7 Reasons Why Transhumanism is the Greatest Threat to the Human Species
Digital Control Machine Will Never Sleep
It’s easy to drown in the multifarious, conceptual and jargonistic details – the techno-babble and giddy utopianism.
But the simplest observation is also the best and most essential – in a few short years we will already be in a future where every interaction with any electronic device, technology or landscape will most likely be recorded, stored, analysed and actioned.
Every phone conversation will be harvested for advertising data; every comment, search or online visit yielding the raw stuff of social engineering and opinion/vote massaging; every opinion big data grist for the ‘Shock Doctrine’ mill: a traitorous crop of domestic appliances will report on conversations, sleep, ablution and eating habits as online algorithms patrol like nano-ThoughtPolice – reporting social media infractions to employers and state bodies.

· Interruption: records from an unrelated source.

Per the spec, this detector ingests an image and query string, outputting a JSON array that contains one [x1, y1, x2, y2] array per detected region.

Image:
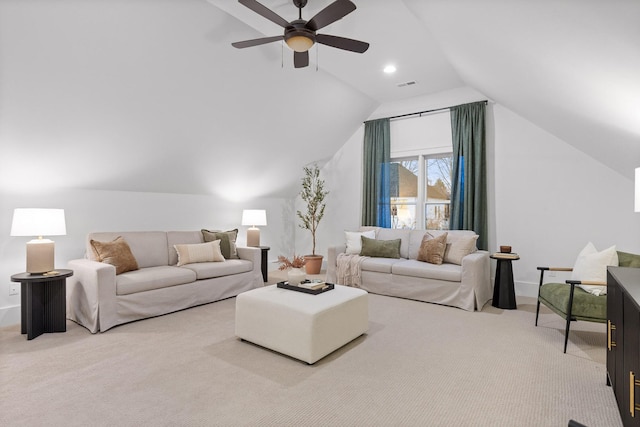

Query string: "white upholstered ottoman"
[[236, 285, 369, 364]]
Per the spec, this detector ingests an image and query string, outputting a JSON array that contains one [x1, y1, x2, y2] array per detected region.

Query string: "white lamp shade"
[[634, 168, 640, 212], [11, 208, 67, 236], [242, 209, 267, 226]]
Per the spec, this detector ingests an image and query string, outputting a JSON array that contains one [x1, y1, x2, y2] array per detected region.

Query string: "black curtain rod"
[[388, 99, 489, 120]]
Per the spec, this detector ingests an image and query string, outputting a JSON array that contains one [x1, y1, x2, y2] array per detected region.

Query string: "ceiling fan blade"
[[316, 34, 369, 53], [306, 0, 356, 31], [293, 51, 309, 68], [231, 36, 284, 49], [238, 0, 289, 28]]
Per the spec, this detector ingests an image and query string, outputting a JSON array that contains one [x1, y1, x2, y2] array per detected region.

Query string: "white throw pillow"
[[571, 242, 618, 295], [173, 240, 224, 267], [344, 230, 376, 255]]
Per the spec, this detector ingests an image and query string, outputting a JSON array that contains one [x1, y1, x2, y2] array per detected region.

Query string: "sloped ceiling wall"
[[0, 0, 640, 200], [404, 0, 640, 178]]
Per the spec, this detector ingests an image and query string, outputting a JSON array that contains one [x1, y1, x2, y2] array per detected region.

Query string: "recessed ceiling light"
[[383, 64, 396, 74]]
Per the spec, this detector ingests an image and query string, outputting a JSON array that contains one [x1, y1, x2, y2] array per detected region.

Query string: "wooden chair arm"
[[565, 280, 607, 286], [538, 267, 573, 271]]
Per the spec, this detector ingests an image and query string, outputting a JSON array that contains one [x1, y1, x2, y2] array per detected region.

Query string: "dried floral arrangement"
[[278, 255, 305, 270]]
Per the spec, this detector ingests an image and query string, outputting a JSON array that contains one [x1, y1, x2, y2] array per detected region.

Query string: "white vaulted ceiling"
[[0, 0, 640, 199]]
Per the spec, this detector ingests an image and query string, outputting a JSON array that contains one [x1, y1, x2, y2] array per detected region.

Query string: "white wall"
[[0, 190, 294, 327], [490, 105, 640, 295], [323, 88, 640, 295]]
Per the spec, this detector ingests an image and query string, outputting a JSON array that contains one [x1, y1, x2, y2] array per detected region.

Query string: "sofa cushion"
[[376, 228, 412, 258], [444, 233, 479, 265], [360, 236, 402, 258], [391, 259, 462, 282], [202, 228, 238, 259], [116, 265, 196, 295], [418, 233, 447, 265], [180, 259, 253, 280], [174, 240, 224, 267], [90, 236, 138, 274], [167, 230, 204, 265], [360, 258, 402, 274]]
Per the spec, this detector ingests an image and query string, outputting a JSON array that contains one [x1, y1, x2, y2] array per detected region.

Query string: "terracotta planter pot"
[[304, 255, 322, 274]]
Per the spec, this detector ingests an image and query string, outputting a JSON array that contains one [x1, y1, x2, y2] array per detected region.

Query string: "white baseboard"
[[0, 305, 20, 328]]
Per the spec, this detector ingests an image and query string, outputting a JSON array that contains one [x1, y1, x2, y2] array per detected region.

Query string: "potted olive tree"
[[298, 165, 329, 274]]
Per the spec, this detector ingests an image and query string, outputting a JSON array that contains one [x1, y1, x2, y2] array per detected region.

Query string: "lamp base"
[[27, 239, 54, 274], [247, 227, 260, 247]]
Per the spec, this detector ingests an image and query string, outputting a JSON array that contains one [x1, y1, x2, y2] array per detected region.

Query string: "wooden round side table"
[[11, 270, 73, 340], [490, 253, 520, 310]]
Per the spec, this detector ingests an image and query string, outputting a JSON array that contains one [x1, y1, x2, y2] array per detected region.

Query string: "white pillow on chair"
[[571, 242, 618, 295]]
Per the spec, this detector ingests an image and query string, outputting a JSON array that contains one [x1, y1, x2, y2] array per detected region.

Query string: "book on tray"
[[298, 281, 327, 289]]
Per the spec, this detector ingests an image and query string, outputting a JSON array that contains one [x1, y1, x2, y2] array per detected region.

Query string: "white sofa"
[[67, 231, 264, 333], [326, 228, 493, 311]]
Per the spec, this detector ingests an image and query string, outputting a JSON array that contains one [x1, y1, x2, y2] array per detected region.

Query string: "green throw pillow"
[[618, 251, 640, 268], [202, 228, 238, 259], [360, 236, 402, 258]]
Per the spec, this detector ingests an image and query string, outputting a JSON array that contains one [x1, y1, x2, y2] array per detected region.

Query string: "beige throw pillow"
[[173, 240, 224, 267], [444, 233, 479, 265], [90, 236, 138, 274], [418, 233, 447, 265]]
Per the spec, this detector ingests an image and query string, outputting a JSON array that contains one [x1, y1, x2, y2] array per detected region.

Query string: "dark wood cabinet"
[[607, 267, 640, 426]]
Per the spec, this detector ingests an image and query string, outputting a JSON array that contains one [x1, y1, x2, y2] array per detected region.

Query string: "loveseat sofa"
[[67, 231, 264, 333], [326, 228, 493, 311]]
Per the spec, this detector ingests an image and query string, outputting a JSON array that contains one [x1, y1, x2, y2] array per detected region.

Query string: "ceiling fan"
[[231, 0, 369, 68]]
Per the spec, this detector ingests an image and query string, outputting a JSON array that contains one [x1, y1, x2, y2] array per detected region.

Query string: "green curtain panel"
[[449, 101, 488, 250], [362, 118, 391, 228]]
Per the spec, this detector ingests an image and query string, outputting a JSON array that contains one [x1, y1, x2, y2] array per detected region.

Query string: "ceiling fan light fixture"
[[286, 36, 314, 52], [284, 29, 316, 52]]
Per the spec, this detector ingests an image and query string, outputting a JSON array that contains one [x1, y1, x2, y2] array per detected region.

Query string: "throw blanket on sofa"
[[336, 253, 368, 288]]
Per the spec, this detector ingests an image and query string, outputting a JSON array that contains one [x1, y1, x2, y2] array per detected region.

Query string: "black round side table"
[[11, 270, 73, 340], [490, 253, 520, 310]]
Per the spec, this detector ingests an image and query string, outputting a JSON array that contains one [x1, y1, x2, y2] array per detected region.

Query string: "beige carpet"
[[0, 274, 621, 427]]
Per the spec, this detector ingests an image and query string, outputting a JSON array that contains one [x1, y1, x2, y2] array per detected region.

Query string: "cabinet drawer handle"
[[629, 371, 640, 418], [607, 320, 616, 351]]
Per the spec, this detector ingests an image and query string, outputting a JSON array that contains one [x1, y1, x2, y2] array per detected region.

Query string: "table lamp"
[[242, 209, 267, 246], [11, 208, 67, 274]]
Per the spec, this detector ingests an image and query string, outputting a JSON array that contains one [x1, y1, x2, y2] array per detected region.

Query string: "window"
[[389, 153, 452, 230]]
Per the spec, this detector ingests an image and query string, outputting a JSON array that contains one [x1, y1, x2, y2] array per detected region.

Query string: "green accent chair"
[[536, 251, 640, 353]]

Always on – always transmitting – always analysing and evolving: the Digital Control Machine will never sleep.
It is, in the most basic form, a nightmare world of permanent, inescapable surveillance and panopticon monitoring: a Technological Prison that serves up constant entertainments and distractions with the small, dutiful price of mental conditioning and omniscient servitude.
Permanently connected to ‘the Cloud’, a remotely controlled and infinite feedback system that modulates mood, thought, opinion and activity. Soon we will be digital puppets, addicted to ‘sticky’ devices and rewarded for our compliance by serotonin hits and endless ‘content’.

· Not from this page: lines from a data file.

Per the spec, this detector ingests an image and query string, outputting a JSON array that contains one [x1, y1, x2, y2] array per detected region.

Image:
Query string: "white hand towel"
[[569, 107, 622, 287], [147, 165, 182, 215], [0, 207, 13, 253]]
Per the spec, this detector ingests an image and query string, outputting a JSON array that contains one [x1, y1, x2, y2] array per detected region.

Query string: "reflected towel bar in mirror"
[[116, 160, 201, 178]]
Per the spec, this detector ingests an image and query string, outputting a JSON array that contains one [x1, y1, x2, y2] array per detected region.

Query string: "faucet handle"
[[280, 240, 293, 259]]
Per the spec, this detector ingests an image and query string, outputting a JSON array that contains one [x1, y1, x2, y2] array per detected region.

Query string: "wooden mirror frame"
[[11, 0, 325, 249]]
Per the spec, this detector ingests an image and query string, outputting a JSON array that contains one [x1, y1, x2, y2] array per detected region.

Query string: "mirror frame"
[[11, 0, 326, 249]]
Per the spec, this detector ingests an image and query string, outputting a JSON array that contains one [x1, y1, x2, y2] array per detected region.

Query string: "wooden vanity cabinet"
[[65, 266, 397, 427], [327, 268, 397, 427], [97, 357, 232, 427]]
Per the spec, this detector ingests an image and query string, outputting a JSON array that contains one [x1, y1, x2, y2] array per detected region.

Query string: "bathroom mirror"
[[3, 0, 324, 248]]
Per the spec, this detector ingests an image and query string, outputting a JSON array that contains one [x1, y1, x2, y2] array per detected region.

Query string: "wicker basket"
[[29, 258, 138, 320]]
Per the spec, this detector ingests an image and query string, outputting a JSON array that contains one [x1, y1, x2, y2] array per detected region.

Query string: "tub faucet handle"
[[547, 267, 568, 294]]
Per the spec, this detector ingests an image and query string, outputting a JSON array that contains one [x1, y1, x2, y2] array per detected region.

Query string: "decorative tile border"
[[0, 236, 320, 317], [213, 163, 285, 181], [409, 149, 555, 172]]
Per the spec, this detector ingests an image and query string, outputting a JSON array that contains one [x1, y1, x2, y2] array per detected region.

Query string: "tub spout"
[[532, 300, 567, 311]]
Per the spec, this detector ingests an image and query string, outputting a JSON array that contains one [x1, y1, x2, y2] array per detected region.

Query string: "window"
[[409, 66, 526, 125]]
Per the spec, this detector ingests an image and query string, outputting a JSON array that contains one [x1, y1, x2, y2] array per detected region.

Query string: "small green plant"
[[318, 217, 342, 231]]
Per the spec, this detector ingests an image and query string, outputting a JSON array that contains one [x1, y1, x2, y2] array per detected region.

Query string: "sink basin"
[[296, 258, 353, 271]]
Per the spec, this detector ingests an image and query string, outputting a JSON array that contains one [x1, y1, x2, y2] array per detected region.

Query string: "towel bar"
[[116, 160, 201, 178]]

In 1984 George Orwell imagined a brutal dystopia of regimented ‘Thought Police’ and perpetual war.
Previously, Aldous Huxley’s Brave New World described a future of bio-chemical thought/mood enhancement and control through the cheerfully prescribed and gladly ingested ‘soma’ of ritualised and inescapable entertainments and obligatory trivia and tribal custom.
Our near-tomorrow will likely be a hybrid of the two – swift, final technological punishment for the troublesome ‘Michael Hastings’ types (those who have transgressed beyond rehabilitation) – and endless, comfortable distraction for those who submit meekly to the gilded techno-cage. A soft, warm and luxurious digital boot “stamping on a human face – forever.”
Human society’s breathless race to embrace dehumanising and inherently totalitarian technologies must have an end point.
It’s possible to form a cogent argument that recent political ‘shocks’ and developments (the election of Donald Trump, Brexit, the impending demise of the EU and UN) are in some sense the manifestation of a sublimated rejection of technology (and the government/ economic/ corporate systems empowered by technology) from a dazzled, bewildered but instinctively antagonistic herd-populace.
Is it to be war between those Transhumans who accept and rejoice in their hybridisation into the matrix of omniscient ideological control technologies (an adjunct of the modern permanent state of entertainment/distraction and doctrinal/behavioural feedback), and those on the margins who knowingly or intuitively reject the encroachment of optic fibre, microwave blast and touch-screen texture into every last human domain of flesh, thought, sinew and soul?
The Final War – the ragtag remnants of man-kind against man-machine. Tesh versus NonTesh.